Der „Stadt Bestes suchen“ – wie geht das überhaupt?

Oftmals sind wir Christen ganz schnell mit unserem „Angebot“ zur Stelle, ohne die konkrete „Nachfrage“ zu kennen, geschweige denn die Menschen, denen wir dienen wollen. Jeder vernünftige Unternehmensgründer analysiert aber anfangs seinen Markt und das subjektive Mangelempfinden der Leute. Wenn wir einer Stadt dienen wollen, sollten auch wir zuerst nach den Bedürfnissen vor Ort fragen. Ein deutscher Missionar auf den Philippinen lebte mir das eindrücklich vor.

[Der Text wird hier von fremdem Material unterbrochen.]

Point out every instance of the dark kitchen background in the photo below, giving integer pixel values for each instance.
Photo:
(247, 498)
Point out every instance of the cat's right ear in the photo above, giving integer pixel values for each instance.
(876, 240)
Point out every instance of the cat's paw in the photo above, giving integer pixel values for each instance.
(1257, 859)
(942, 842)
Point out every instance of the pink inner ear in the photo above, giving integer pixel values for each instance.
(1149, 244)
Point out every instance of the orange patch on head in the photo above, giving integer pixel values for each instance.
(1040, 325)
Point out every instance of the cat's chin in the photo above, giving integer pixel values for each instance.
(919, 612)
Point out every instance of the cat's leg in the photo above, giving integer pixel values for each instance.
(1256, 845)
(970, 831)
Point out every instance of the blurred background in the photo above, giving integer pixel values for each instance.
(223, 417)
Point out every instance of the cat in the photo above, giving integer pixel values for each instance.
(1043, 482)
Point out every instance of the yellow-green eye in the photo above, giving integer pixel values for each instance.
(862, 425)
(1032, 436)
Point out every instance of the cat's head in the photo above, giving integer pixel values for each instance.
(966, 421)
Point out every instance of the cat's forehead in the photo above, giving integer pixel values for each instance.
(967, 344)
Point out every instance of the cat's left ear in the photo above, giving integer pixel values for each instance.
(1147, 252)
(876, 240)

Was brauchen die Menschen in einem Slum von Manila wirklich?

Vor ca. zehn Jahren wurde ich von diesem Missionar zu einen Seminar auf die Philippinen eingeladen, um Pastoren zu unterrichten. Als ich dort ankam, war ich erst einmal geschockt. Der Missionar lebte mit seiner philippinischen Frau und Tochter bereits seit sieben Jahren im Slum in einer 30-Quadratmeter-Wellblechhütte in ärmlichsten Verhältnissen.

Eigentlich wollte er nur das Evangelium bringen

Als er anfangs in den Slum gezogen war, dachte er, er könne einfach so mit Worten die gute Nachricht vermitteln. Bald aber dämmerte ihm, dass er damit auf dem Holzweg war. Vom Lebenskampf dieser Leute hatte er keinen blassen Schimmer. Er musste erst einmal selbst lernen, wie hart das Leben in einem Slum war und wie man dort überlebte. So hörte er in der ersten Zeit einfach nur zu.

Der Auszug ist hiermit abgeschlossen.